I searched my soul for the source of that fear and recalled the day my grandmother died.
Caroline Freeman was a force to be reckoned with. At that time, no one knew her real age. The old court house in the town where she was from had burned down and so when she went for new documents, she lied about her age. Everyone thought that she was 70 but, in fact she was 90.
She had flawless skin and long straight hair and as it was said back then, she could have passed for a white woman, but didn’t. My grandmother was blind, but she was a colorist. She had three girls and according to her, my mother’s children were  “them black kids.”
Caroline fawned over my cousins but treated my siblings and me like we were no good. We still laugh about this woman who could not see, but did not like the darkness of our skin.
Like everyone you don’t care for, Caroline had great strengths as well.

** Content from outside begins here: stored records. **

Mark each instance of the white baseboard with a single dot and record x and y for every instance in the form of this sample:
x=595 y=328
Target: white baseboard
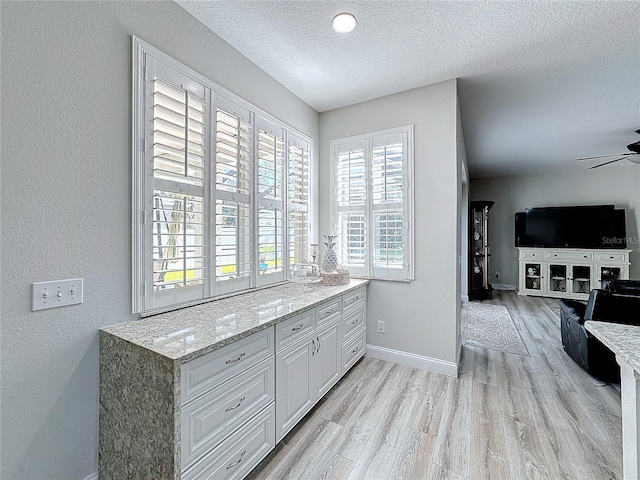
x=412 y=360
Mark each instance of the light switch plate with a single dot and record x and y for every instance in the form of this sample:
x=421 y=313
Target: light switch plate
x=57 y=293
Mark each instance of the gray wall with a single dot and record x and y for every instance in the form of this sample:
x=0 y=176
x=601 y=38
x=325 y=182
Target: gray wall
x=66 y=203
x=619 y=185
x=422 y=316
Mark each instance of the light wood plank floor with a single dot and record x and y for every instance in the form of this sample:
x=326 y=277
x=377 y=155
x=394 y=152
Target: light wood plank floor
x=506 y=417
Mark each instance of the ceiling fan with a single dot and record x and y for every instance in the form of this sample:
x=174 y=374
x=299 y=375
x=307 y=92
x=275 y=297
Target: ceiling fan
x=633 y=155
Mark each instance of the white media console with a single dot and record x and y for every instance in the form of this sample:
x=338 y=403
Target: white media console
x=568 y=272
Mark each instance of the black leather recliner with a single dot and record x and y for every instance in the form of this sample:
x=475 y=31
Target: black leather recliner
x=618 y=301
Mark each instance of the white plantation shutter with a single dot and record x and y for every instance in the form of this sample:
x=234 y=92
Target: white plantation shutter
x=220 y=189
x=298 y=199
x=373 y=204
x=271 y=188
x=351 y=197
x=387 y=186
x=176 y=149
x=233 y=188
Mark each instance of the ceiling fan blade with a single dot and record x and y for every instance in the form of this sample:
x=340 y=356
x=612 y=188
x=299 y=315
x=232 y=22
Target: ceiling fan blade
x=606 y=163
x=603 y=156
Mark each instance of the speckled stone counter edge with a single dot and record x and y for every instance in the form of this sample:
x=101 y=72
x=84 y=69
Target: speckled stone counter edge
x=207 y=321
x=139 y=411
x=623 y=340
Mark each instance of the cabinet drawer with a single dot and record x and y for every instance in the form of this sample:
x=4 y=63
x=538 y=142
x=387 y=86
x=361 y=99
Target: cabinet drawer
x=207 y=420
x=353 y=350
x=531 y=254
x=211 y=369
x=236 y=457
x=612 y=257
x=295 y=328
x=569 y=256
x=328 y=311
x=351 y=298
x=353 y=320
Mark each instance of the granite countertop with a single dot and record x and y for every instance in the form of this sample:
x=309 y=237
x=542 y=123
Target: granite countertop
x=187 y=333
x=623 y=340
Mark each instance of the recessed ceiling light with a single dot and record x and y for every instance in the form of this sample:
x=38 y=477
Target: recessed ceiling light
x=344 y=23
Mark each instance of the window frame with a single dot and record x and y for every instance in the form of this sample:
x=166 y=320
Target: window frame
x=367 y=140
x=143 y=182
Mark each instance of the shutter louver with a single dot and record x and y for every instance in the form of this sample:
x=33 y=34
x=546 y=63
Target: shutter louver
x=298 y=204
x=351 y=197
x=270 y=206
x=387 y=179
x=178 y=227
x=220 y=190
x=233 y=200
x=178 y=135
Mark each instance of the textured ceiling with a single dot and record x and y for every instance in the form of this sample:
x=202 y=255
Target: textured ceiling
x=540 y=83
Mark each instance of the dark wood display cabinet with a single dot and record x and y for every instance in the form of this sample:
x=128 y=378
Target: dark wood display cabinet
x=479 y=281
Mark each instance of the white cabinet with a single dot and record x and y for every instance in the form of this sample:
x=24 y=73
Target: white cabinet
x=295 y=390
x=568 y=273
x=328 y=341
x=353 y=328
x=208 y=395
x=326 y=362
x=308 y=367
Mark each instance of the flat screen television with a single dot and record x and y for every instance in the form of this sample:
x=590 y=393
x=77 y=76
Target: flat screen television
x=592 y=226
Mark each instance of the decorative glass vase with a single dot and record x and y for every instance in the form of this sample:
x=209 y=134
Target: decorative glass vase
x=329 y=257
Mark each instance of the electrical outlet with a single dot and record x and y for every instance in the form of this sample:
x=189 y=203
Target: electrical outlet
x=58 y=293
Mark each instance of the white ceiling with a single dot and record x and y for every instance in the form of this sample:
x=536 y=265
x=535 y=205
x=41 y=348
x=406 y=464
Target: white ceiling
x=540 y=83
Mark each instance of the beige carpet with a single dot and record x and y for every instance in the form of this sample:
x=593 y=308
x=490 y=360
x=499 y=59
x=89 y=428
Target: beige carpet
x=491 y=326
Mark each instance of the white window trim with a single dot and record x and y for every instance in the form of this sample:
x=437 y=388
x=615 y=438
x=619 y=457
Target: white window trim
x=138 y=275
x=407 y=272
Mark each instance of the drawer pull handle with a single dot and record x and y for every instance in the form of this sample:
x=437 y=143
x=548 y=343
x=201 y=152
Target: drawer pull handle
x=228 y=409
x=234 y=360
x=239 y=460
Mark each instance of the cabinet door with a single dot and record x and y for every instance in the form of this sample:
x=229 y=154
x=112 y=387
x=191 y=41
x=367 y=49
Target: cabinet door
x=580 y=282
x=326 y=362
x=557 y=275
x=531 y=277
x=294 y=386
x=604 y=273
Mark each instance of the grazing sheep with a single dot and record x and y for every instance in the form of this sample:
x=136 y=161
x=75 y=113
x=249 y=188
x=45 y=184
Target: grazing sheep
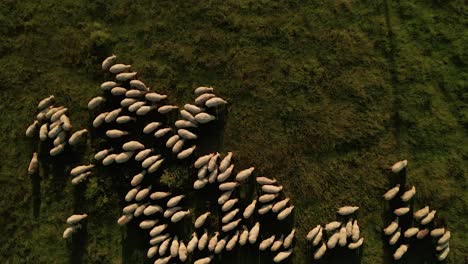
x=408 y=194
x=282 y=256
x=204 y=118
x=430 y=216
x=318 y=254
x=193 y=109
x=400 y=252
x=155 y=97
x=76 y=218
x=391 y=228
x=215 y=101
x=33 y=164
x=244 y=174
x=31 y=130
x=390 y=194
x=95 y=102
x=397 y=167
x=266 y=243
x=347 y=210
x=108 y=62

The neighbors respected her and deferred to her wisdom and influence. She always stood up for women who were abused and once even shot a man who had beaten his wife. (Yes, and she was blind.)
On the day my grandmother died, my family and I had been having the best day of our lives. We were at a park that had a lake for swimming; okay it was a pond, and enjoying that amazing day.
I told myself that this was the day that all days would be measured by. But then when we got back home, we learned that my grandmother had had a stroke and died.
It was the first time in my life that I had ever seen my mother cry. I was 12 and from that day on, life for my family was not the same. It was as if my grandmother had been our invisible glue.
When I first recalled this day and saw it as the source of my fear of happiness, I knew that I needed to do something, or be haunted forever.
Back then, I decided to just throw the fear away, but that was when I was in my 30’s now that I’m in my 50s I can face those fears and my grandmother.
I now look to that day and her life with love and forgiveness. I can feel her hand touching my head and I can see the look of disgust on her face. “This is one of Bea’s nappy headed black kids,” she would say.
I don’t know her whole story. I don’t know what she had to endure that made her mad at me. But I know that this is not my baggage to carry.
I know that I love this woman fiercely because I need to. I forgive and let go of the pain she inflicted on my mother and then the pain that was inflicted on me by both of them.
Only when we love, and forgive can we truly be free to be happy.

Go back and look at the source of your fear; forgive it and fly free.
Be you, be forgiven, be happy.
Bertice Berry, PhD.

 

 

1 comment:

  1. I chose to forgive and leave in my past family who mistreated me. The universe does not demand that we allow abusers into our present.